AWS CloudWatch monitors AWS resources and applications in real-time.
CloudWatch can be used to collect and track metrics, which are the variables to be measured for resources and applications.
CloudWatch alarms can be configured
to send notifications or
to automatically make changes to the resources based on defined rules
In addition to monitoring the built-in metrics that come with AWS, custom metrics can also be monitored
CloudWatch provides system-wide visibility into resource utilization, application performance, and operational health.
By default, CloudWatch stores the log data indefinitely, and the retention can be changed for each log group at any time
CloudWatch Alarm history is stored for only 14 days.
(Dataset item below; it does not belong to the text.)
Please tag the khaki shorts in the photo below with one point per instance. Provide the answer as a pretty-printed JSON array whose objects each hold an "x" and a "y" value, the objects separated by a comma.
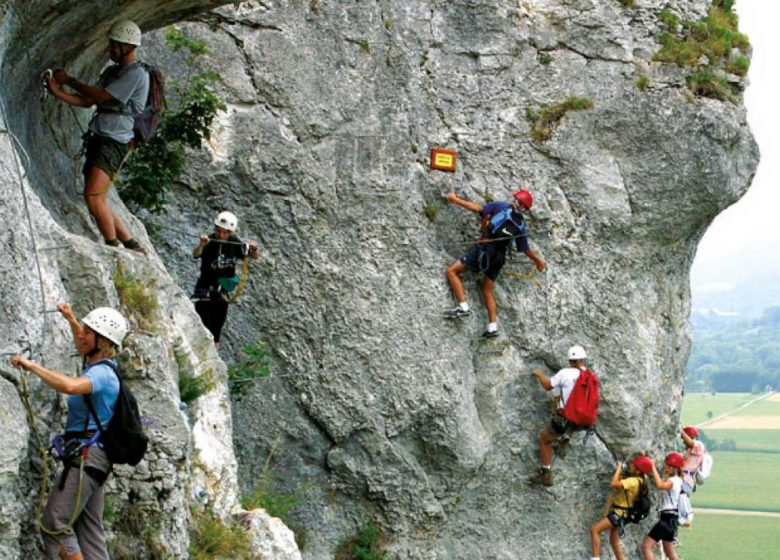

CloudWatch collects various metrics from various resources
These metrics, as statistics, are available to the user through Console, CLI
CloudWatch allows creation of alarms with defined rules
to perform actions to auto scaling or stop, start, or terminate instances
to send notifications using SNS actions on your behalf.
CloudWatch can be accessed using
AWS CloudWatch console
CloudWatch CLI
AWS CLI
CloudWatch API
AWS SDKs
CloudWatch offers either basic or detailed monitoring for supported AWS services.
Basic monitoring means that a service sends data points to CloudWatch every five minutes.
Detailed monitoring means that a service sends data points to CloudWatch every minute.
If the AWS service supports both basic and detailed monitoring, the basic would be enabled by default and the detailed monitoring needs to be enabled for details metrics.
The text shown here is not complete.